Sa tante n’en revient toujours pas du drame de la station Etienne-Marcel. « C’est très violent. On était là, dimanche dernier. On avait mangé avec elle et sa famille. Mais quarante-huit heures après, on se demande ce qui a pu se passer », confie-t-elle, des sanglots dans la voix, les yeux rougis par l’émotion. « La famille prépare les funérailles de Vy-Anh et attend des parents qui viennent pour l’occasion d’Australie et des Etats-Unis. »
Veste à carreaux
Depuis lundi, une véritable chasse à l’homme est lancée pour retrouver l’homme à la veste à carreaux. La brigade des réseaux ferrés (BRF) a saisi les enregistrements des caméras de surveillance sur le quai et dans les couloirs de la station. En plus de ces images, un témoin a pris des photos avec son téléphone.
Ironie tragique, il y a seulement quelques semaines, la Préfecture de Police a lancé une campagne de prévention contre les vols de téléphones portables.

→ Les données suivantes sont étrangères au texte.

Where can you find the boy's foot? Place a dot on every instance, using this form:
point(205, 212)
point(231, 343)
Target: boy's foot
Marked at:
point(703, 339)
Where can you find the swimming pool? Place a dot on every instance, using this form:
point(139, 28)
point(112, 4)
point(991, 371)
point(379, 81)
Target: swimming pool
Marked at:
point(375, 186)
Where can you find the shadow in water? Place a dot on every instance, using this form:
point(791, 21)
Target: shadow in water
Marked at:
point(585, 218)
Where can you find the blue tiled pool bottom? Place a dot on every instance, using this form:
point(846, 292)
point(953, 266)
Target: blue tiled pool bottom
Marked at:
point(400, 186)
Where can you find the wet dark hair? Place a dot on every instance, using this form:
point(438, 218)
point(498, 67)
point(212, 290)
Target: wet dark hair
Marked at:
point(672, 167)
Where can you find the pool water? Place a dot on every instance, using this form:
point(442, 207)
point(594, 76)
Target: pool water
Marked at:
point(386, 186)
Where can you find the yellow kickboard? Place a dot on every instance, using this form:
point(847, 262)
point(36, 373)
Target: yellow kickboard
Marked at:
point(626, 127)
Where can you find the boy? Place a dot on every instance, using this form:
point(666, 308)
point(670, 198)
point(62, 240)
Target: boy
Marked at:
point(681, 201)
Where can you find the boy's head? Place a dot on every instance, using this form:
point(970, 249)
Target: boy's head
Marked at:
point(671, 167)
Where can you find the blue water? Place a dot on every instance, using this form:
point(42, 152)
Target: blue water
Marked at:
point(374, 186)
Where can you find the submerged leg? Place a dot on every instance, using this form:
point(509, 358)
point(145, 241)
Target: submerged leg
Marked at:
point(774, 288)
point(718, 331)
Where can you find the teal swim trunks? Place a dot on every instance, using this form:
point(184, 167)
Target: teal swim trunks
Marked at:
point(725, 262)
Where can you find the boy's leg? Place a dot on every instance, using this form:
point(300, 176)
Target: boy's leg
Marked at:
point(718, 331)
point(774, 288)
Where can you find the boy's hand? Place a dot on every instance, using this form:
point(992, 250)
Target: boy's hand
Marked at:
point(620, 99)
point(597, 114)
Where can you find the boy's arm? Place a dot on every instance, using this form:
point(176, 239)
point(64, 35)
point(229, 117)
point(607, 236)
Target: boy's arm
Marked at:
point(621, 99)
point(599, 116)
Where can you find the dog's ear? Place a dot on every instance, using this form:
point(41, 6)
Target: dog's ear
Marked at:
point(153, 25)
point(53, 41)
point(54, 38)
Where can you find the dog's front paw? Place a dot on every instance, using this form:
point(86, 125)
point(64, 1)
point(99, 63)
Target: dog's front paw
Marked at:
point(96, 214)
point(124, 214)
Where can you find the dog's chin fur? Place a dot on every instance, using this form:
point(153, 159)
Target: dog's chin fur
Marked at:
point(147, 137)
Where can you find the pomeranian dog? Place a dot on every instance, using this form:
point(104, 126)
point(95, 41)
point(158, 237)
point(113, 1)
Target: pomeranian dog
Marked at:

Elle distribue même un dépliant en forme de téléphone qui prévient en français, anglais, allemand, chinois et japonais : « Votre téléphone est précieux, il peut faire des envieux. Nous vous conseillons d’être vigilants si vous l’utilisez en public. » En 2010, la police a enregistré une explosion des vols de portables dans le métro. Ainsi, début décembre, la Préfecture indiquait : « Plus de 50 % des objets volés dans les transports en commun, au cours du mois d’octobre, ont été des smartphones ». « Les plus convoités sont les iPhone 3 et 4 de dernière génération », indiquent les enquêteurs de la brigade des réseaux ferrés.
« Dans notre jargon nous appelons ça des arrachages. Les voleurs, souvent des mineurs, repèrent les marques de téléphones, parfois à partir des écouteurs. L’occasion fait le larron, mais une personne fluette est bien sûr plus exposée que celui qui mesure 1,90 m et pèse 120 kg. A Etienne-Marcel, le voleur était seul, mais généralement ils agissent en bande. Quand ils sont seuls, c’est plus violent… » Ces smartphones si prisés sont revendus sous le manteau, au tiers du prix c’est-à-dire environ 200 €. Un butin dérisoire, en comparaison du drame provoqué.